1. Way back when, I remember seeing your grade 12 yearbook picture with the caption "Gone Fishing" beneath it and thought that was so funny. Fast forward 15 years and your still fishing! What makes you so passionate about fishing? Tell us your story: when did you start? What's your favourite memory about fishing?
I have always had a passion for fishing. Whether it be fly fishing for trout on a remote lake or cut plugging for salmon off the West Coast. Fishing has always been a challenging hobby for me, but it gets me out of the city and into the great outdoors and it often involves hiking, camping, and boating, which I also enjoy. Once, on a trip to the Bahamas, I had the opportunity to try bonefishing.
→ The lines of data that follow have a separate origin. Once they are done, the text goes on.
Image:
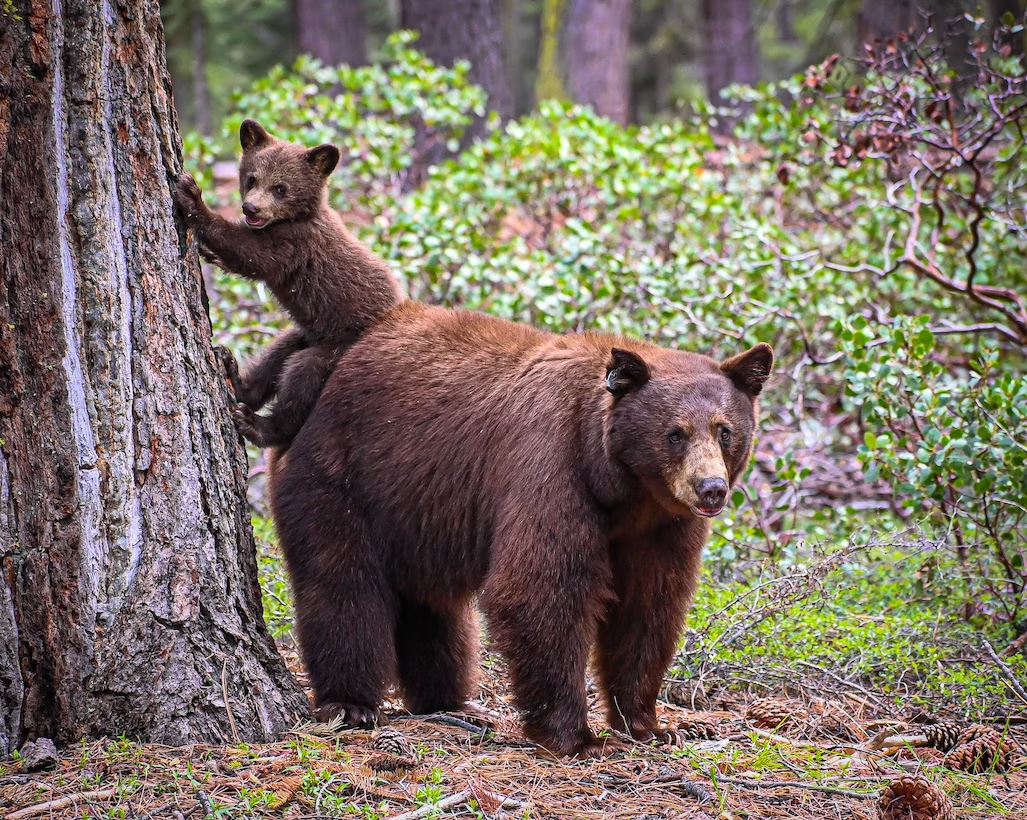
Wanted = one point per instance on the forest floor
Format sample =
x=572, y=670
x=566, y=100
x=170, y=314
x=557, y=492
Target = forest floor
x=765, y=758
Bone fish are very elusive and the added challenge of fishing in a different environment made for a very memorable day, absolutely!
2. Here in B.C. we talk a lot about sustainability, local food and knowing where our food comes from. I love eating your fish because you tell me exactly where it came from! Where do you fish? Why there? And what do you catch?
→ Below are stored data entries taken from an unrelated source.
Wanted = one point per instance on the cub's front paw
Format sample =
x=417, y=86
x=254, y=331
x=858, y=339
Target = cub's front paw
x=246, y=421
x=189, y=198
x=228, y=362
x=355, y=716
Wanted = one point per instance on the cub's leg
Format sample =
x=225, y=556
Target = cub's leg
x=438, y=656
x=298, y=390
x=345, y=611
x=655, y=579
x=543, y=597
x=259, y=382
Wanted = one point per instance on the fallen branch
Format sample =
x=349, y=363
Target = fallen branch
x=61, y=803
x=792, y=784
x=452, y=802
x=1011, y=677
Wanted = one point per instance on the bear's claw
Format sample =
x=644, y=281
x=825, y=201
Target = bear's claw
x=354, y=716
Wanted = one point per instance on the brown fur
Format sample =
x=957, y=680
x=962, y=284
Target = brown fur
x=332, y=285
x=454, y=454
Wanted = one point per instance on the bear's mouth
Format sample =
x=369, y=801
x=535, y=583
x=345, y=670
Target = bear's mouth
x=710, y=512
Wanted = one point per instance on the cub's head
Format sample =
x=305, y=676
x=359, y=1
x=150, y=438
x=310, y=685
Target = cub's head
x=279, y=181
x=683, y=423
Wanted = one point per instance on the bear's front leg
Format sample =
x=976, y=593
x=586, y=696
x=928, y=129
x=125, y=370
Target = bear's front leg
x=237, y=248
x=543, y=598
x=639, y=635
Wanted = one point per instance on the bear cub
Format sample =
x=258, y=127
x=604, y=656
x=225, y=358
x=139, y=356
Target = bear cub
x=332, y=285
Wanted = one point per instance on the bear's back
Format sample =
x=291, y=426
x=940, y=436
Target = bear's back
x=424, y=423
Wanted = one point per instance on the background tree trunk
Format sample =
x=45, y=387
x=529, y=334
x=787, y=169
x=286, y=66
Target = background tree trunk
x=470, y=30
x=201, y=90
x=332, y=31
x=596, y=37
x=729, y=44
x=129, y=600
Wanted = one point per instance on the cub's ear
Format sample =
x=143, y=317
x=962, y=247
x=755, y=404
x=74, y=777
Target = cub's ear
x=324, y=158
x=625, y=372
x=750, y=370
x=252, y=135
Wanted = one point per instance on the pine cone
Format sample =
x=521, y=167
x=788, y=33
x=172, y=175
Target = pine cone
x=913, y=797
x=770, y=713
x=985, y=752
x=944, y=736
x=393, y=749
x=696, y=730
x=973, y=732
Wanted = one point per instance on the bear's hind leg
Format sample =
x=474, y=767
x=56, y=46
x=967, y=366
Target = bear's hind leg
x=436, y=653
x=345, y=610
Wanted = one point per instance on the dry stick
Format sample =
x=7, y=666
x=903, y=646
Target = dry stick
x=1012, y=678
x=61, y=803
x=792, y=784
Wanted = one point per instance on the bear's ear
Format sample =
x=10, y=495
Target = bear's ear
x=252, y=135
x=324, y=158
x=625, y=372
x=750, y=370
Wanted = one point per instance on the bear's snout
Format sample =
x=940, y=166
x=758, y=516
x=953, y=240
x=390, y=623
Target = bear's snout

Fishing off the coast of B.C. is truly a privilege. Port Renfrew, Haida Gwaii and Hakai Pass offer unbelievable fishing opportunities for salmon, halibut, and ling cod (to name just a few). It’s interesting talking with people from these communities whose ancestors have been fishing in these waters for thousands of years. They know so much! If we fish like they do, the fishing will always be good!
3. Programs like Ocean Wise exist to assure consumers that the fish they are eating are ocean-friendly but there are rules and regulations on fisherman regarding how many fish they are allowed to catch etc. What are these regulations?
There are different catch quotas depending on the area in the Province you are fishing in. Before you go fishing, you have to check the current regulations for sizes and limits for that area.
4. You eat a lot of fish! What's your favourite fish to eat and why? What's your secret recipe?
I really like ling cod and salmon. Ling cod is a bit more forgiving (than halibut) when cooking and has a nice texture. Homemade teriyaki salmon is a favourite that I like make with soy sauce, sugar and garlic.
5. Anything else you would like to share with us regarding fishing?
It's your turn again! Take the time to get to know your own fishmonger or support fish with the Ocean Wise label.